Wouter van Atteveldt & Kasper Welbers 2019-04
For text analysis it is often useful to POS tag and lemmatize your text, especially with non-English data. Lemmatizing generally works much better than stemming, especially for a richly inflected language such as German or French. Part-of-Speech (POS) tags identify the type of word (noun, verb, etc) so it can be used to e.g. analyse only the verbs (actions) or adjectives (descriptions). Finally, you can often automatically extract named entities such as people or organizations, making it easy to e.g. generate a list of actors in a corpus,
There are two packages that do this that are both easy to use and
support multiple languages: spacyr
and udpipe
. This handout will
review both packages and show how they can be used to analyse text and
convert the results to a tcorpus and/or dfm.
Spacy is a python package with processing models for a number of different languages, which makes it attractive to use if you need e.g. French or German lemmatizing.
Since it is natively made in python, it uses the reticulate
package to
communicate between python and R. Fortunately, installing it has become
a lot easier by using miniconda
, basically a prepackaged python
environment that can be installed directly from R. According to the
documentation, on Windows you need to run R as administrator to be able
to install spacyr from R.
To install spacy and spacyr, first install the package as usual, and then use spacyr to download and install spacy in the miniconda environment:
If asked whether to install miniconda, just answer yes.
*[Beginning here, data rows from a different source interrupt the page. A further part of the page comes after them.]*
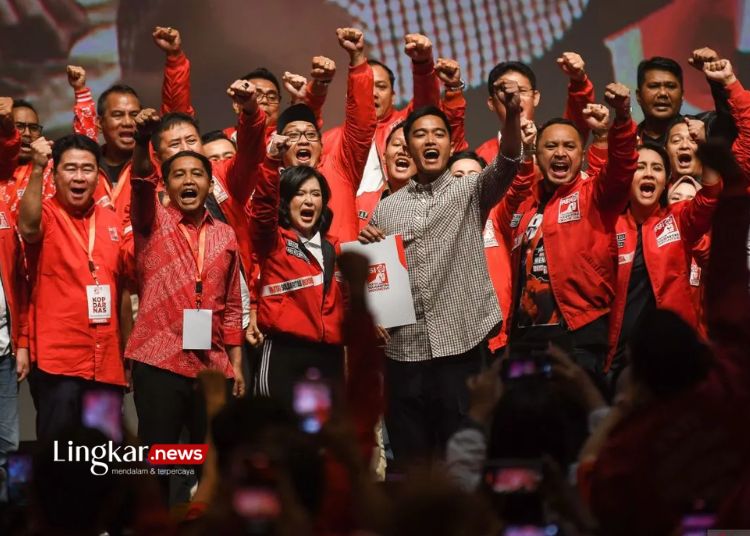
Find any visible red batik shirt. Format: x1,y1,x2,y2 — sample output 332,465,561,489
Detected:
125,172,244,378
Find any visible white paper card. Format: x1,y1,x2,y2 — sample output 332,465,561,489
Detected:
341,235,417,328
182,309,213,350
86,285,112,324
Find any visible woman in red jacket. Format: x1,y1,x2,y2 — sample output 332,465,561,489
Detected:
250,135,344,404
606,144,721,374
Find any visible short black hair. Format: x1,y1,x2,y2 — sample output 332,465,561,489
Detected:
241,67,281,93
638,56,683,89
367,60,396,89
201,130,237,148
404,105,452,141
13,99,39,117
385,121,404,147
151,112,201,153
448,151,487,169
279,166,333,235
536,117,585,145
161,151,213,183
487,61,536,97
52,134,102,169
96,84,141,117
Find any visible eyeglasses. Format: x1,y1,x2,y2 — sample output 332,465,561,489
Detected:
255,89,281,104
284,130,320,143
16,121,44,134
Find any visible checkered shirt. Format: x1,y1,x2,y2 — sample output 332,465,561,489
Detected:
372,155,518,361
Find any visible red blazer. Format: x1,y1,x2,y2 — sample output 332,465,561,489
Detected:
511,120,638,330
606,184,721,367
250,158,344,344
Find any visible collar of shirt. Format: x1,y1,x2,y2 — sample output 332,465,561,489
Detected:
167,203,214,225
406,169,451,194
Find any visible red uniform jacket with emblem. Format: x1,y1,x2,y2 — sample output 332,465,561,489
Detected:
250,157,344,344
511,120,638,330
607,184,721,364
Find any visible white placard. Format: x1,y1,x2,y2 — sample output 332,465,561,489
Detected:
341,235,417,328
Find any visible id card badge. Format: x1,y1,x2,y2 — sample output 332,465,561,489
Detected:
86,285,112,324
182,309,213,350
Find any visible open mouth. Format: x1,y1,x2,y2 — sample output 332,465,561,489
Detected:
295,149,312,163
396,156,411,171
550,160,570,179
422,149,440,162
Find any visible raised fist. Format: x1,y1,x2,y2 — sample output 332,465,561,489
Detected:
281,71,307,103
557,52,586,82
688,47,719,71
310,56,336,84
703,60,737,87
404,34,432,63
151,26,182,56
336,28,365,67
31,136,52,168
685,117,706,144
266,132,292,160
435,58,461,89
495,80,521,116
227,80,258,114
68,65,86,91
604,82,630,119
135,108,161,140
583,103,609,137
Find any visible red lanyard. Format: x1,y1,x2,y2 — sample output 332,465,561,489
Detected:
60,209,99,285
178,223,206,309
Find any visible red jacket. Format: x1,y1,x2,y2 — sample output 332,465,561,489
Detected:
306,63,377,242
250,157,344,344
484,162,541,352
476,77,594,162
511,120,638,330
607,184,721,366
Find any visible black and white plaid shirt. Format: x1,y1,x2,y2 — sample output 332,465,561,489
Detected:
371,155,518,361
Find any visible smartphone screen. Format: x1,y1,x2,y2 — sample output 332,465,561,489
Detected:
82,390,122,443
294,381,331,434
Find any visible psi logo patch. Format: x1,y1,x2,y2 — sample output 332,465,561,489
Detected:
557,192,581,223
654,214,680,247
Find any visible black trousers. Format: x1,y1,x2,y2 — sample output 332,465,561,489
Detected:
29,368,124,441
385,348,487,471
254,336,344,408
132,361,207,504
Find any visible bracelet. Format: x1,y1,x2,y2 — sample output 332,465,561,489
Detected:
445,78,466,91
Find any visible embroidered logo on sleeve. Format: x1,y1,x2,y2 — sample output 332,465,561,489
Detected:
367,262,390,292
510,212,523,229
557,192,581,223
654,214,680,247
286,239,310,264
482,219,499,248
616,233,625,249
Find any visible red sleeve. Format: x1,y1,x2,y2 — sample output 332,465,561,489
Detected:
161,52,195,116
0,127,21,180
249,156,281,264
586,143,608,178
678,182,722,245
563,76,594,142
442,91,469,153
223,242,245,346
226,108,266,206
334,63,377,195
342,307,385,462
726,80,750,180
592,119,638,214
492,160,537,241
73,87,99,141
409,58,440,111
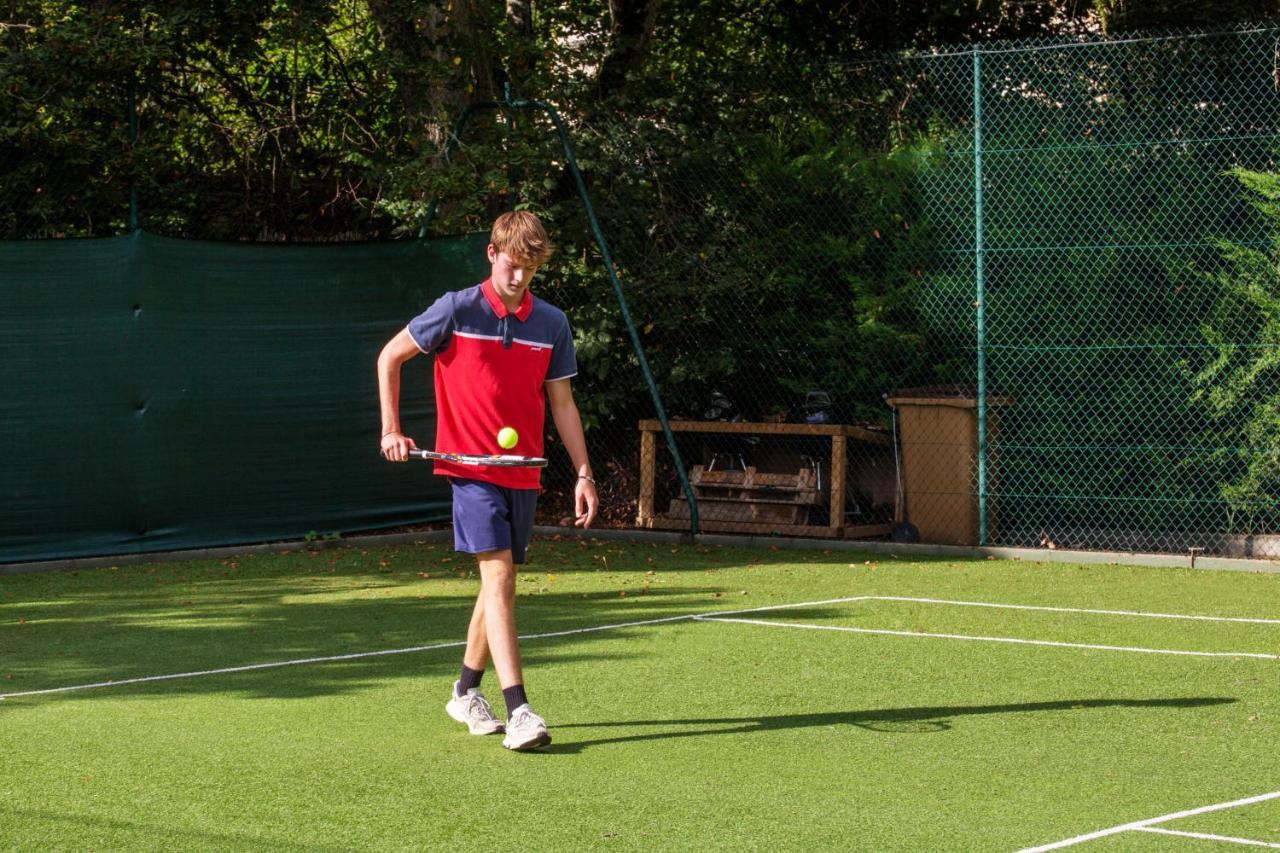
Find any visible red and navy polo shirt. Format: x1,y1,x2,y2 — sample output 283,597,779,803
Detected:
407,279,577,489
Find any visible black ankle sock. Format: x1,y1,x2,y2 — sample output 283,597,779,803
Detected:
457,663,484,695
502,684,529,717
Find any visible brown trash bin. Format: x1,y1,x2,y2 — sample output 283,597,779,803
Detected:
884,386,1009,546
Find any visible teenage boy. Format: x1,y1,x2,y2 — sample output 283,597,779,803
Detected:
378,211,598,749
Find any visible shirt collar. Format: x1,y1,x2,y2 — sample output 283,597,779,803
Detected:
480,278,534,323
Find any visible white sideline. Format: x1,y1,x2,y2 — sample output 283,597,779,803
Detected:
1134,826,1280,849
694,615,1280,661
0,596,1280,702
0,596,865,701
1018,790,1280,853
867,596,1280,625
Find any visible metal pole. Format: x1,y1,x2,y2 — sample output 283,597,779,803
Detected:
129,74,138,233
973,47,987,546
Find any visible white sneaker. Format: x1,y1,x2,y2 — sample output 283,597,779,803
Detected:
502,704,552,749
444,681,502,734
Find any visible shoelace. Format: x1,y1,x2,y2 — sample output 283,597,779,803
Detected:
467,693,494,720
509,708,547,729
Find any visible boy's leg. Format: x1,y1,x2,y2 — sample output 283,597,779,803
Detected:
476,549,552,749
444,573,504,735
476,548,525,686
453,593,489,695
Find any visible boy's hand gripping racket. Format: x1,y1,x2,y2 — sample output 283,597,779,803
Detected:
408,448,547,467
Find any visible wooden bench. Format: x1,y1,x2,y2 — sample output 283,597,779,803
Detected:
636,419,893,538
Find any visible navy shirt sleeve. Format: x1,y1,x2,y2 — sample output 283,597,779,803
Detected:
407,293,454,352
547,314,577,382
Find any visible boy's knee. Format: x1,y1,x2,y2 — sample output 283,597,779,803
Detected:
476,548,516,587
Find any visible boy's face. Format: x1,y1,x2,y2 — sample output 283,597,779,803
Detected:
489,243,538,307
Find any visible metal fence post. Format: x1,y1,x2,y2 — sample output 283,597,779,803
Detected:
973,47,987,546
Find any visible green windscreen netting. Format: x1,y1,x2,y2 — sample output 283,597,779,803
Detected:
0,233,486,562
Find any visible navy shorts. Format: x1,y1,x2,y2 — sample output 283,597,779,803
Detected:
449,476,538,564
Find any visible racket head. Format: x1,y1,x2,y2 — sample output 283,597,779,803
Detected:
408,450,547,467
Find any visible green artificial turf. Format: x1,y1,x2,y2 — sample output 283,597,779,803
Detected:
0,538,1280,850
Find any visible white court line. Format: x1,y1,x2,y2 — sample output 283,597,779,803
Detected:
0,596,1280,701
867,596,1280,625
0,596,865,701
1018,790,1280,853
1134,826,1280,849
694,615,1280,661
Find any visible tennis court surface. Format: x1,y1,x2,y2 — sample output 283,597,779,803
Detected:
0,539,1280,852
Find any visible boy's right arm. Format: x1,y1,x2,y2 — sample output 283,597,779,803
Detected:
378,329,421,462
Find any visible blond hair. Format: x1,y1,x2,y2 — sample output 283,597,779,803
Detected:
489,210,552,266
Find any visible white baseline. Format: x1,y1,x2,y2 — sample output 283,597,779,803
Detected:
1018,790,1280,853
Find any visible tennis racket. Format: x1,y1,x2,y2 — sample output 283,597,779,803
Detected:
408,450,547,467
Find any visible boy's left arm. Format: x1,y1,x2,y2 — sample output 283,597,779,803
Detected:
547,379,599,528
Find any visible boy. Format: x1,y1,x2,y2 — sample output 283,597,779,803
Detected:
378,211,598,749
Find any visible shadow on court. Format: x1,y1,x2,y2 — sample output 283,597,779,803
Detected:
541,697,1238,754
0,806,348,852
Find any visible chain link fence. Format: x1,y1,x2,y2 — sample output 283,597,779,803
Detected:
0,19,1280,557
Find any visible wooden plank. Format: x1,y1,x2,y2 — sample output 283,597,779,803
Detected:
636,430,658,528
845,524,893,539
650,517,839,539
831,435,846,535
639,418,893,446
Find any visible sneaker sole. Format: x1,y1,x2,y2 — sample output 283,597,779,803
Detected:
444,704,507,735
502,731,552,752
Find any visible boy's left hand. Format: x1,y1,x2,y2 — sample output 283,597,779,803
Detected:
573,478,600,528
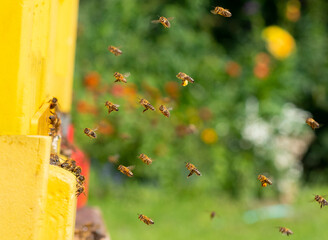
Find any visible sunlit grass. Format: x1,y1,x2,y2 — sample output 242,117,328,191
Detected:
89,174,328,240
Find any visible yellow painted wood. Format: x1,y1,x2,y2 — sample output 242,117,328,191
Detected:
0,136,50,240
41,165,76,240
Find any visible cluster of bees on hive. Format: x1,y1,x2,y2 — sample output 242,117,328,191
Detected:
56,3,328,236
48,97,85,197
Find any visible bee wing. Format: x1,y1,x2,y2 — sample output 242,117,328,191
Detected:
126,165,136,171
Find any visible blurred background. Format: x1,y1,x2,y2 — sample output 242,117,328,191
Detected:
73,0,328,240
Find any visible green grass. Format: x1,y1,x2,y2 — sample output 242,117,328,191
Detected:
89,178,328,240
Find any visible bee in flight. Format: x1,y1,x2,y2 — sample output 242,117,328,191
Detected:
257,175,272,187
138,214,154,225
105,101,120,113
49,97,58,110
314,195,328,208
108,46,122,56
211,7,232,17
84,128,97,138
114,72,130,83
176,72,195,87
138,153,153,165
139,98,155,112
117,165,133,177
159,105,172,118
186,163,202,178
278,227,293,236
151,17,174,28
305,118,320,130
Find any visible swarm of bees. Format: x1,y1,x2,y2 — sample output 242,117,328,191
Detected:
75,3,328,236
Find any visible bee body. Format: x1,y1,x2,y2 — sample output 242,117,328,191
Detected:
176,72,195,87
211,7,232,17
186,163,202,178
108,46,122,56
159,105,170,118
139,98,155,112
279,227,293,236
305,118,320,130
138,214,154,225
84,128,97,138
114,72,130,83
105,101,120,113
139,153,153,165
257,174,272,187
151,16,173,28
314,195,328,208
117,165,133,177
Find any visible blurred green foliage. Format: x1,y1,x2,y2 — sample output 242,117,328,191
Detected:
73,0,328,199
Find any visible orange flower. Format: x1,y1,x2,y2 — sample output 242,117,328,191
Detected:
226,61,241,77
201,128,218,144
262,26,295,59
84,72,100,90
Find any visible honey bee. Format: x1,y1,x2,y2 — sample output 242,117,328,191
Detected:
186,163,202,178
305,118,320,130
138,153,153,165
49,97,58,110
117,165,133,177
278,227,293,236
138,214,154,225
211,7,232,17
159,105,172,118
257,175,272,187
139,98,155,112
176,72,195,87
105,101,120,113
50,153,60,166
60,158,76,172
108,154,120,163
114,72,130,83
314,195,328,208
108,46,122,56
151,17,174,28
84,128,97,138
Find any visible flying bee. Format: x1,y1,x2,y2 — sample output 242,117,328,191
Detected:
114,72,130,83
60,158,76,172
138,214,154,225
138,153,153,165
211,7,232,17
314,195,328,208
84,128,97,138
139,98,155,112
151,17,174,28
117,165,133,177
176,72,195,87
105,101,120,113
186,163,202,178
278,227,293,236
257,175,272,187
305,118,320,130
108,46,122,56
50,153,60,166
159,105,172,118
49,97,58,110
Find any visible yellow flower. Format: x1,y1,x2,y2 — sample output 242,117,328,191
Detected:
201,128,218,144
262,26,295,59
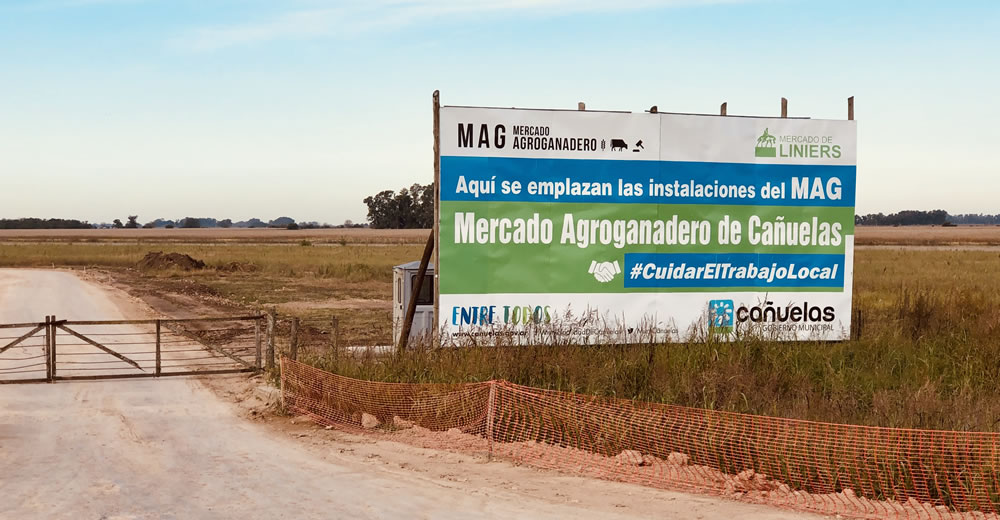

Before using spacyr, you initialize it with the name of the language model you want to use. By default, the English model is installed and will be used if you don’t specify another option:
If all is well, this should give a informational message that it found the environment and successfully initialized spacy. You are now ready to use spacy for parsing an English sentence:
txt = c("Spacy was successfully installed", "Is'nt it miraculous?")
tokens = spacy_parse(txt)
This yields a dataset with one word on each row, and the columns
containing the original word (token
), it’s lemma (i.e. dictionary
stem, so the lemma of ‘was’ is (to) ‘be’) and it’s part of speech tag
, so adverb, verb, proper name, etc.). The final column identifies
named entities, i.e. persons, organizations, and locations.
As a slightly bigger example, this lists all the most common adjectives in the two inaugural speeches of Obama:
speeches_obama = add_column(sotu_meta, text=sotu_text) |>
as_tibble() |>
rename(doc_id=X) |>
filter(president == 'Barack Obama')
tokens = spacy_parse(speeches_obama)
As the tokens are just a data frame with one row per token (word), they are already in the format required for tidytext and we can use regular tidyverse functions to inspect and manipulate the outcome.
For example, to list the nouns used by Obama:
tokens |>
as_tibble() |>
filter(pos == "NOUN") |>
group_by(lemma) |>
summarize(n=n()) |>
arrange(desc(n)) |>
There are also some built-in functions to help deal with multi-word entities or noun phrases:
entities = entity_extract(tokens)
As you can see, this ‘merges’ words that form a name together such as ‘Justice Roberts’. You can also consolidate these so they the original tokens are replaced by the new merged token:
tokens2 = entity_consolidate(tokens)
tokens2 |>
as_tibble() |>
filter(entity_type == "LOC") |>
group_by(lemma) |>
summarize(n=n()) |>
arrange(desc(n)) |>
A similar function pair exists to deal with noun phrases, but this
requires you to enable noun phrase parsing in the original parse call:
(you could enable dependency parsing in a similar fashion with
nptokens = spacy_parse(speeches_obama, nounphrase = T)
nps = nounphrase_extract(nptokens)
As you can see, this detects a phrase such as president Carter as well as fellow Americans.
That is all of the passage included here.